In a “Notice of Violation” letter sent to AERP in Lumberton, DAQ’s Heather Carter wrote that the division learned that new equipment installed to further reduce air emissions had not been noted on the original “process flow design” submission.
Meanwhile, the prospect for up to 100 new clean energy jobs in a Tier One county is put on hold while the company awaits their modified permit.
“We have been actively working with the Division of Air Quality, the Division of Water Quality and the Department of Environmental Quality on the appropriate permits for the final construction of our production facility in North Carolina,” said Mr. Michael Rowan, chief executive officer for London-based Active Energy Group.
“Our engineers and attorneys have been transparent and accommodating the DAQ in their requests for information regarding the installation of control devices, which DAQ acknowledges will further enhance air emissions reduction at our facility,” said Mr. Rowan. “DAQ made a site visit to our facility and AERP has already submitted a modified permit application. We have been forthright and straightforward with DAQ in our efforts to improve air particulate emissions from the facility. When we were advised to cease construction on the relevant devices to provide time for DAQ to review the modified application, we promptly complied.”

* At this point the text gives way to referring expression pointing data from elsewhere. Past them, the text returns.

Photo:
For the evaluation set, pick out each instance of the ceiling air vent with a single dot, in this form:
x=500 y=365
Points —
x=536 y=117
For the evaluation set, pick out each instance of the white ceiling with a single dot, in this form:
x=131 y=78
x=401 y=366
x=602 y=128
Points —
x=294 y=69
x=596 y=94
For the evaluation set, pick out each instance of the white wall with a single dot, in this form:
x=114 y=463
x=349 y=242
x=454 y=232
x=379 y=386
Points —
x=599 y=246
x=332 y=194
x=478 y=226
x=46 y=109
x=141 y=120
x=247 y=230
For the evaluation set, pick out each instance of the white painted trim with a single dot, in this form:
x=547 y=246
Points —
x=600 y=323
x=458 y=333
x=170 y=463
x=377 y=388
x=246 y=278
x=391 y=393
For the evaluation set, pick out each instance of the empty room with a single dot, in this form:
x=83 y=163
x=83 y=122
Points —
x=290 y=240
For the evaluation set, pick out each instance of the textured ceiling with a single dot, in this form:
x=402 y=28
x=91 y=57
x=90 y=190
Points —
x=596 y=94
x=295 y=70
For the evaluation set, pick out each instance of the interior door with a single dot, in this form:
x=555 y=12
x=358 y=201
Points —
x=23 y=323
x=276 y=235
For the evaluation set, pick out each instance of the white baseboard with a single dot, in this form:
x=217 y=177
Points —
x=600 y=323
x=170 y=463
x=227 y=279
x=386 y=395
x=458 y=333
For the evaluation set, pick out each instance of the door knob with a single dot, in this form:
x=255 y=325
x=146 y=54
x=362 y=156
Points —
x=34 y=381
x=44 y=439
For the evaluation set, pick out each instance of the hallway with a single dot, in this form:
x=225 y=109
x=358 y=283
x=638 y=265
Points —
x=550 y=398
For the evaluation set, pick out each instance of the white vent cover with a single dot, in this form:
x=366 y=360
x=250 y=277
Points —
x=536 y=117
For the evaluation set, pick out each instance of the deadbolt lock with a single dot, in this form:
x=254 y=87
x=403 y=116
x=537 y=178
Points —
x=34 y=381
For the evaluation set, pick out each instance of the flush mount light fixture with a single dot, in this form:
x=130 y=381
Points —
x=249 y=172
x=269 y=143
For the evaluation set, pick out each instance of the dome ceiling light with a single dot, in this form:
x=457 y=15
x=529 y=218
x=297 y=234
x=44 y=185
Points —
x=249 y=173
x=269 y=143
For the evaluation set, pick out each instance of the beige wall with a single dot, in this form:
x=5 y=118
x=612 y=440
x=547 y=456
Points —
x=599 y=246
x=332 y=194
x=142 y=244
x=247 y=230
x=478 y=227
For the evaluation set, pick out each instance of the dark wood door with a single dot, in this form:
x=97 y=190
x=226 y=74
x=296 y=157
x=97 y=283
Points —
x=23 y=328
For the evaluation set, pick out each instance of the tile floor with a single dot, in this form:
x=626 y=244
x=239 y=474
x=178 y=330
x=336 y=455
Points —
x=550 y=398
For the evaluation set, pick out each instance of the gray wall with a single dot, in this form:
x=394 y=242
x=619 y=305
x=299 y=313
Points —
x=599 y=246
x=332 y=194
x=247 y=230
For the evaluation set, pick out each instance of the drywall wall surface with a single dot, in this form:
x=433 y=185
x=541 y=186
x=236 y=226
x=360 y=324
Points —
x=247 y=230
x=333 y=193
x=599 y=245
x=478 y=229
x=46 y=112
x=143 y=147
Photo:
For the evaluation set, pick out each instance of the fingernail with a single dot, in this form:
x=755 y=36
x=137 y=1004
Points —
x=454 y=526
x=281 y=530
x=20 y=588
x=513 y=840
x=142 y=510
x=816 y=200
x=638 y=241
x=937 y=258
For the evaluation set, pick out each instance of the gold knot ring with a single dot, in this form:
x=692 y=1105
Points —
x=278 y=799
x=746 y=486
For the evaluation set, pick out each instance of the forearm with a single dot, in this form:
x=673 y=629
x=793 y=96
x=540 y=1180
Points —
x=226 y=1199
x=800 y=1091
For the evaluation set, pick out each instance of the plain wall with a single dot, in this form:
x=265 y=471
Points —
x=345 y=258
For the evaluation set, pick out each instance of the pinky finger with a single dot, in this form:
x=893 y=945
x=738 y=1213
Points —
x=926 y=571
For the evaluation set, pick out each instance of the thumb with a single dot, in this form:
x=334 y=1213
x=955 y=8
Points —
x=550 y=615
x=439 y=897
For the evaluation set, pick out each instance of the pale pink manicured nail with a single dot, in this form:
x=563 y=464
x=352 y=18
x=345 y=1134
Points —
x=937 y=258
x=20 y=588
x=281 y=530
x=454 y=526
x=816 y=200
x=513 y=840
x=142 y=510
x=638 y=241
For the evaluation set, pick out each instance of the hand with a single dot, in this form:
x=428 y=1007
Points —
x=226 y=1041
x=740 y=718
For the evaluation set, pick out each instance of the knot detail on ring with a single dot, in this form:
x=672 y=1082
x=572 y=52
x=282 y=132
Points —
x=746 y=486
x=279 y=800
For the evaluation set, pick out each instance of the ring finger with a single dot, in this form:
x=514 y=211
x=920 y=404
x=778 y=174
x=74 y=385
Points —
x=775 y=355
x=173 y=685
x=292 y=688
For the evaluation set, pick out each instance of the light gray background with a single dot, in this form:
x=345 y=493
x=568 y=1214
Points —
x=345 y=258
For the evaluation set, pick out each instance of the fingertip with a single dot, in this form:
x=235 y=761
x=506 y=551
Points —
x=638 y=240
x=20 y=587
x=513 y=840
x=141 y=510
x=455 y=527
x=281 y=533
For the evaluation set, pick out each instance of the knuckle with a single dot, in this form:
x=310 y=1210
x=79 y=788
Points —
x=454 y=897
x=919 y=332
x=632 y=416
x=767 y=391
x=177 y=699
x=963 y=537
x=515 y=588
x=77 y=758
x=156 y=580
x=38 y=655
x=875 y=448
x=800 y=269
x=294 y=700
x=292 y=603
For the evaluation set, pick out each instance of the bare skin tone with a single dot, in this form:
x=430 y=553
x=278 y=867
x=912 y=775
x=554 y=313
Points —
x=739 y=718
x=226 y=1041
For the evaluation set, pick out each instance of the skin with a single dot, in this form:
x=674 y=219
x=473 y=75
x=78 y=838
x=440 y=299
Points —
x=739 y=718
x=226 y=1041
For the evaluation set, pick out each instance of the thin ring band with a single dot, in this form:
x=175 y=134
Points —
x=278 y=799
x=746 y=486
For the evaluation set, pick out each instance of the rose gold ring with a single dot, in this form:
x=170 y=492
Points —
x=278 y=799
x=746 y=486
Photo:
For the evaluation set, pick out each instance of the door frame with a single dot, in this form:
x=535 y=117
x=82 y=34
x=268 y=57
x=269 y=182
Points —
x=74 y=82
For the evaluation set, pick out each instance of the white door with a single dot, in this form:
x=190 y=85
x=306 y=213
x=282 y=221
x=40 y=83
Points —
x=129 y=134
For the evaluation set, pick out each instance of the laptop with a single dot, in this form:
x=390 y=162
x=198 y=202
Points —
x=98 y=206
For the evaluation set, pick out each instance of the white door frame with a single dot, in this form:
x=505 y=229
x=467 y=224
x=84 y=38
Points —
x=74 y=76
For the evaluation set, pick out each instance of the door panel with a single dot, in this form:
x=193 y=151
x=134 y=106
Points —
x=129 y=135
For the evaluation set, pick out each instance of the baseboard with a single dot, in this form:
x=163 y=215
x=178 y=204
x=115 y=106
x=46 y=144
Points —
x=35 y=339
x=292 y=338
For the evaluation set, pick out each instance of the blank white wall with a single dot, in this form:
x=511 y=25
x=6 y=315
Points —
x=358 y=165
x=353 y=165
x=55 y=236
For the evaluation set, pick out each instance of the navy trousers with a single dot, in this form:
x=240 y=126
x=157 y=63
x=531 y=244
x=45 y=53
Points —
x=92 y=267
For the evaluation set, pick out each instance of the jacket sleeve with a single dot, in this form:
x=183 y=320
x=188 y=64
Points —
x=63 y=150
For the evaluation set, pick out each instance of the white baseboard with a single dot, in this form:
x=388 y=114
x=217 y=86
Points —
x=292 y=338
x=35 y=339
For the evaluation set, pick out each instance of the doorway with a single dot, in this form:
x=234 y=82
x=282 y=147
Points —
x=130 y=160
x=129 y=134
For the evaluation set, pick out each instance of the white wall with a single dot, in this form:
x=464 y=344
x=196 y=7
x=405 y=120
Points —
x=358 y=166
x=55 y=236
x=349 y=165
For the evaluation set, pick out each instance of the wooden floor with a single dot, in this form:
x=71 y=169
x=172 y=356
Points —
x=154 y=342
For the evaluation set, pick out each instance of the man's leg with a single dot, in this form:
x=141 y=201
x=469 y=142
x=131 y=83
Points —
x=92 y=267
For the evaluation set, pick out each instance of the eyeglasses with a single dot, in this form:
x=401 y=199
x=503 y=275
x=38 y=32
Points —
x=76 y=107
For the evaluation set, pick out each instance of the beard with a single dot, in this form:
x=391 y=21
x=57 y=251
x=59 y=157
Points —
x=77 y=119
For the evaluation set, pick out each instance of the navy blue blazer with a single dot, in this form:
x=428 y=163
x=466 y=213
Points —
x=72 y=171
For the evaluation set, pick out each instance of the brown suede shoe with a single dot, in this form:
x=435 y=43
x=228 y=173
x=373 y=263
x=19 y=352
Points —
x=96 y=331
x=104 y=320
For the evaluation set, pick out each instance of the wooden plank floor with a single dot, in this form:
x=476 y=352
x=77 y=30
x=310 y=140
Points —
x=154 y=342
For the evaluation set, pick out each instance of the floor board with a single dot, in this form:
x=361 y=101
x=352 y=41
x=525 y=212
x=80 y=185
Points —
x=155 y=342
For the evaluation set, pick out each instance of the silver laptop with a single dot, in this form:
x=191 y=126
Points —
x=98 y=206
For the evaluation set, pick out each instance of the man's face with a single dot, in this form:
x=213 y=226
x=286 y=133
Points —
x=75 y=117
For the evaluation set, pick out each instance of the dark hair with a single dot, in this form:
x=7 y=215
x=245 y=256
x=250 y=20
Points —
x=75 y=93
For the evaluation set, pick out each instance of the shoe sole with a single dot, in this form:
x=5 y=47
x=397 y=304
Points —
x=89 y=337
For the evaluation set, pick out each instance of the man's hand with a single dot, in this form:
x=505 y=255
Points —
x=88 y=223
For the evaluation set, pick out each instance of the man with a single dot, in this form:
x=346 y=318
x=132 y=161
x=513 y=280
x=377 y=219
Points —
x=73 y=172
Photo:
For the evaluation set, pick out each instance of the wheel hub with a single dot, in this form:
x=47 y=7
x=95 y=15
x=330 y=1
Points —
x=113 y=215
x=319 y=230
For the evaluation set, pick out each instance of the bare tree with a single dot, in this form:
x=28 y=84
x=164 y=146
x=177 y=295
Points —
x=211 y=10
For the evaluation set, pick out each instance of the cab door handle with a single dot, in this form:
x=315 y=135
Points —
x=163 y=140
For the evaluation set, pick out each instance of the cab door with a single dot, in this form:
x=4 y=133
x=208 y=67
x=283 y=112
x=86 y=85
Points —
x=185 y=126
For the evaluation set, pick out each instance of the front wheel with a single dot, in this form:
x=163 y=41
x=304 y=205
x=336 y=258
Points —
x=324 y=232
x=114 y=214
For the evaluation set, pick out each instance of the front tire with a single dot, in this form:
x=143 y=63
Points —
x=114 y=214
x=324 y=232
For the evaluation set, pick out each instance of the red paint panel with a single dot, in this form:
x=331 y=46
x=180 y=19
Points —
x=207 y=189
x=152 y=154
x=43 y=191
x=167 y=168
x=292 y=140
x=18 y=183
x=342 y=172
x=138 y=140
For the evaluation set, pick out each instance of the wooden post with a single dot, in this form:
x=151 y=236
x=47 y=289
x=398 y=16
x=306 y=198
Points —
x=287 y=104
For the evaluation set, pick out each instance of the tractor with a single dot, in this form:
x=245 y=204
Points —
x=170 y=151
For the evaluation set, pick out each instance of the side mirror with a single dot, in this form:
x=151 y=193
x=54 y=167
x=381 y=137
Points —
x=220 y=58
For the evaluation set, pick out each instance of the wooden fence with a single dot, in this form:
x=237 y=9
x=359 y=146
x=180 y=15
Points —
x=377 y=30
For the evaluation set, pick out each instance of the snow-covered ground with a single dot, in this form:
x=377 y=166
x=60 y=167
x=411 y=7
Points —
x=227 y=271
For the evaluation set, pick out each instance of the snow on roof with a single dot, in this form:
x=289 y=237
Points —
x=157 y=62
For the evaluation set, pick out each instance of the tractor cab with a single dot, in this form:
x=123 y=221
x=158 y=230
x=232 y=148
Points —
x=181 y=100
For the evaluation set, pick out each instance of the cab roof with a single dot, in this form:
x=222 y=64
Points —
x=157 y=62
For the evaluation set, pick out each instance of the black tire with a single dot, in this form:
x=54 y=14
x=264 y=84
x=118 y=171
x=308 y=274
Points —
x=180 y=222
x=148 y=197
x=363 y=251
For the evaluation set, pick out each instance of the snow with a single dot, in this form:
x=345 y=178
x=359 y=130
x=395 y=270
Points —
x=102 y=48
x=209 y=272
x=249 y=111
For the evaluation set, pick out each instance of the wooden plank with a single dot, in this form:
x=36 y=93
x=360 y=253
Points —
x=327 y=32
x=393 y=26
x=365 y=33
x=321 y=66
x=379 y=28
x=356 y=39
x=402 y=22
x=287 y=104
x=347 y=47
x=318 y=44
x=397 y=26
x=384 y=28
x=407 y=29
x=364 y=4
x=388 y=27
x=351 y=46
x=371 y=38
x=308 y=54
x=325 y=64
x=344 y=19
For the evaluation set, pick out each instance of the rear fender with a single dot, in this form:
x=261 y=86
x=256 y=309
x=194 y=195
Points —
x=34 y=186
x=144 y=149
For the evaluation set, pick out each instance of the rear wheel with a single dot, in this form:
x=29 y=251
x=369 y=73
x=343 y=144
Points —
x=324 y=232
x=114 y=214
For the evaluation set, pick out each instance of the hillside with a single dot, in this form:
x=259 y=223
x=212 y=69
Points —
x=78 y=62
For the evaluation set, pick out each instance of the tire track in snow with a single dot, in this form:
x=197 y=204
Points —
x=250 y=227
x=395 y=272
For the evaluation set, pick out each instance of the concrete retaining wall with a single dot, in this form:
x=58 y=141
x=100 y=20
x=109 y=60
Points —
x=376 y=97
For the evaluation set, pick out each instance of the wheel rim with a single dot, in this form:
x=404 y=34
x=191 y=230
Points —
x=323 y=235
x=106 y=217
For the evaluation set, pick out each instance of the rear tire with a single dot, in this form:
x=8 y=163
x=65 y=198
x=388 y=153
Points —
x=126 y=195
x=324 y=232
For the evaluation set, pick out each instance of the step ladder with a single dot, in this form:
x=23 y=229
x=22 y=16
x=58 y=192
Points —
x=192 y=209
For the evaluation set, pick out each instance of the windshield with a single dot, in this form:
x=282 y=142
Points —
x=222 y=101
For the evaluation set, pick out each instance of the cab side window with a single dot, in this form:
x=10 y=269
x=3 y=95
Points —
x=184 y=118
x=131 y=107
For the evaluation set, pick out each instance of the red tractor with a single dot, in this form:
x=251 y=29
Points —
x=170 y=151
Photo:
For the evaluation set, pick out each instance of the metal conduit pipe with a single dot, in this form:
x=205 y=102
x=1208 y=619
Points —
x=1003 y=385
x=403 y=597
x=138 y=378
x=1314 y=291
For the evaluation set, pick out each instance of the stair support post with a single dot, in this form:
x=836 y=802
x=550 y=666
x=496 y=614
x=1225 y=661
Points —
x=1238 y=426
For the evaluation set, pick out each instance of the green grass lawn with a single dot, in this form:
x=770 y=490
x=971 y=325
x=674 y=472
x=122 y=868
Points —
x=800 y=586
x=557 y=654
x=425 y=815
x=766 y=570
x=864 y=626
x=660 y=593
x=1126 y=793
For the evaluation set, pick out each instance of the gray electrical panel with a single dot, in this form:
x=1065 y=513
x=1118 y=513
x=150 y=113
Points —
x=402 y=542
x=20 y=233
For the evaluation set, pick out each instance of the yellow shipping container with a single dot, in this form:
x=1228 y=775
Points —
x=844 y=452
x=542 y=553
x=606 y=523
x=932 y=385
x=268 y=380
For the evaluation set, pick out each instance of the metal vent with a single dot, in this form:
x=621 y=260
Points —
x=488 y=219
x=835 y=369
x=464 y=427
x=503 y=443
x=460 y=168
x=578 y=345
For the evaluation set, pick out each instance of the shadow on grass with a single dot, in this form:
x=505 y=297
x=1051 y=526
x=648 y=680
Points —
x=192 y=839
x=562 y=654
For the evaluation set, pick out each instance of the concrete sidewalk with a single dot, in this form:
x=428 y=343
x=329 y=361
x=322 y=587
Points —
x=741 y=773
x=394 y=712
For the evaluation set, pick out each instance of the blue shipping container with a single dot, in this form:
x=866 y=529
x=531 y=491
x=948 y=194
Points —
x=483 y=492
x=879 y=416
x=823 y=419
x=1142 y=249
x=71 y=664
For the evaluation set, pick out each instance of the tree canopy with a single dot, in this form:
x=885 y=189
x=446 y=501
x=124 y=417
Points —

“Representatives from our city have met with AERP and we welcome this new technology and innovation in the biomass industry,” said Lumberton Mayor Bruce Davis. “We believe Active Energy will be a good neighbor and good corporate citizen in our city.”
“There’s no doubt that Lumberton needs the jobs,” David said. “The state recruited this industry to our community. I am very hopeful that the state regulators will work with the company to expedite its opening. AERP has been open and transparent and has assured me that they will take all steps to meet state and local guidelines to protect our air and water resources.”
The project was recruited for Lumberton by the state. The company has been trying to get fully permitted and up and running for 18 months.
Now the question is what, if any, influence is being applied to hold up this permit from The Dogwood Alliance and Southern Environmental Law Center, two left-leaning organizations that generally oppose the wood chip industry.
Both organizations have been relentless in their opposition to this clean-energy project, with the Dogwood Alliance, which has a mission of protecting forests, making a direct call on Gov.Roy Cooper and other state leaders to reject the wood pellet industry outright. The Southern Environment Law Center has attacked the wood pellet industry across all of the Southeastern United States.
It is worth noting that many organizations committed to healthy forests believe the responsible use of forest products creates incentives for property owners to manage their forests rather than convert them to other uses with a higher financial return, such as development. It also lessens the damage of wildfires.
Is the Lumberton plant caught up in an environmental tug of war? A difficult permitting process in North Carolina is slower than in other states? It is impossible to know at this time. But this much is clear. A clean-energy plant is being denied a permit, because of its efforts to be even cleaner, and critical jobs are now at risk.